I have mentioned before that short-term disability usually lasts for six months. Sometimes, it’s a little bit longer, depending on the policy. And after short-term disability is exhausted, then you go to long-term disability. And you would think that the transition is seamless. But unfortunately, that’s not always the case.
Moving from Short-Term to Long-Term Disability
Just because you were approved for short-term disability through the last day of eligibility of short-term disability does not mean that you’re going to get Day 1 of long-term disability. If it’s with the same insurance company, it’s usually handled by a different department.
A different representative will be looking at your long-term disability insurance claim to determine whether or not he or she thinks you still continue to meet the definition of disability under your policy.
Some new long-term disability adjusters will do a new coverage review and a new medical review.
They may also ask for additional medical information from you even though you just provided additional medical information to the short-term disability rep.
Utilizing Multiple Policies
I’m going to go over some policy provisions here in a minute. But you can also have multiple private long-term disability policies.
So, if you’re a professional, you can or maybe should have your own individual long-term disability policies that you’re paying a premium for whether or not you have one through your employer.
However, calculating benefits in between the different policies can be tricky.
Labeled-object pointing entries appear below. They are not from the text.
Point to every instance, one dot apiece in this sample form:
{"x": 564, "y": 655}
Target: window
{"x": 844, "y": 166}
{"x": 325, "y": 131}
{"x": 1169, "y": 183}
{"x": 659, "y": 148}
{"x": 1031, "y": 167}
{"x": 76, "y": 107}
All LTD policies or all long-term disability insurance policies will require you to apply for social security disability. That is because they get it as an offset.
LTD & Social Security Disability
The benefits that you have earned through your work will go to your insurance company. You don’t get both. For example, if you get $2,000 a month from Social Security, your long-term disability insurance company now has to pay you $2,000 less.
The Appeal Process
And in a long-term disability claim, as is also the case for a short-term disability claim, you have 180 days to appeal if you are denied.
Almost always, that’s the deadline. And it’s very intense to do the appeal and do it the right way. That’s because if they deny your case again after the appeal, your only option is litigation.
And it’s a completely different kind of litigation than any other litigation out there in that you can’t provide any new information.
That means your appeal, after a denial or a termination, is your only chance to submit evidence that you later want to rely upon if you go further into litigation.